At the heart of this investigation is the trace anomaly, an intriguing quantum phenomenon stemming from the breaking of scale symmetry due to quantum effects,. This anomaly is crucial for explaining the mass and confinement of hadrons, ensuring the stability of atomic nuclei. Professor Liu elucidates, “We explore the roles of the trace anomaly in several hadron properties… It is shown that the energy-equilibrium correspondence of hadrons infers an equation of state where the trace anomaly matrix element emerging from the glue condensate in the vacuum gives a negative constant pressure that leads to confinement much like the confinement mechanism for the vortices in type II superconductors.”

Through meticulous analysis and lattice QCD calculations, Professor Liu uncovers that the trace anomaly is overwhelmingly responsible for the mass of protons, with the quarks’ intrinsic masses contributing the rest, about 8%. This revelation not only deepens our grasp of particle physics but also intertwines the fate of the smallest particles with the vast cosmos.

The study further explores the resemblance between the trace anomaly in QCD and the cosmological constant in general relativity. “Both the trace anomaly in the QCD energy-momentum tensor and the cosmological constant in Einstein’s equation are associated with the metric term which contributes to both energy and pressure,” Professor Liu notes, emphasizing the underlying unity between quantum physics and cosmology.

By weaving together insights from the quantum to the cosmic, Professor Liu’s work opens new horizons in our exploration to understand the universe’s fabric. It underscores the pivotal role of the trace anomaly across diverse physical phenomena, offering a unified perspective that bridges gaps across physics disciplines. This research not only enriches our knowledge of the fundamental forces and particles but also paves the way for future explorations at the quantum frontier. Featured Image Legend: The decomposition of the proton energy at rest in terms of the quarks of various flavors  and the gluons as obtained from experiments and lattice calculations at two different energy scales.

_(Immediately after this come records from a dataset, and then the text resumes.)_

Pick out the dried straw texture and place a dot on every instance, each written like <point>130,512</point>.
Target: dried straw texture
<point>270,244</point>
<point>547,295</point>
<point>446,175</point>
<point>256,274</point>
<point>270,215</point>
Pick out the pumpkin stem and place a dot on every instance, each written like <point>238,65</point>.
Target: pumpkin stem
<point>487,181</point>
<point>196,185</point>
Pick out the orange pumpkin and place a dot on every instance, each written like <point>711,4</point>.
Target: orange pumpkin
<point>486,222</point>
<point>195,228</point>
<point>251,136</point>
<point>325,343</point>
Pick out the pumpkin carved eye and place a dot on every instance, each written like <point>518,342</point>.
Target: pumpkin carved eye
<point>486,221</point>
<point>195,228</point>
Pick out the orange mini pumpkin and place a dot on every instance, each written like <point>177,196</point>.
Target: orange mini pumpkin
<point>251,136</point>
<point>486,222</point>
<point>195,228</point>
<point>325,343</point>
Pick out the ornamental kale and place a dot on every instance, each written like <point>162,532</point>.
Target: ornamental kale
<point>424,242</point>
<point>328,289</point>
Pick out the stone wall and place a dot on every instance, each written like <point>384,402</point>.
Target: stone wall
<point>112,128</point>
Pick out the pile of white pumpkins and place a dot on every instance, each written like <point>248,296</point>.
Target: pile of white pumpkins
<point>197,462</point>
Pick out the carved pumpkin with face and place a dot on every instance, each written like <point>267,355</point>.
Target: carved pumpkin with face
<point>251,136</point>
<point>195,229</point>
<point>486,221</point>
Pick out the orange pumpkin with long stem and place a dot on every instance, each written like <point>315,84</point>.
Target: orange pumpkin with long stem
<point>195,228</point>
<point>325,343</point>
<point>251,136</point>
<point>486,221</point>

Keh-Fei Liu, “Hadrons, Superconductor Vortices, and the Cosmological Constant,” Physics Letters B, 2024.

DOI: https://doi.org/10.1016/j.physletb.2023.138418.


Keh-Fei Liu was born in Beijing and grew up in Taiwan. He obtained his Ph. D. degree from Stony Brook University and has been on the faculty of University of Kentucky until 2023. He is now working at Lawrence Berkeley National Lab.

His major research area is in lattice gauge theory, working on the calculations of nucleon structure, neutron electron dipole moment, neutrino-nucleon scattering and finite density. He is also working on the design of an accelerator based fusion reactor.

He has been given the First Prize Award in Theoretical Physics by the Chinese Academy of Sciences in 1987 and the Alexander von Humboldt Award for Senior Scientist in 1989. He also won the Albert D. and Elizabeth H. Kirwan Memorial Prize in 2018.

He is a fellow of the American Physical Society.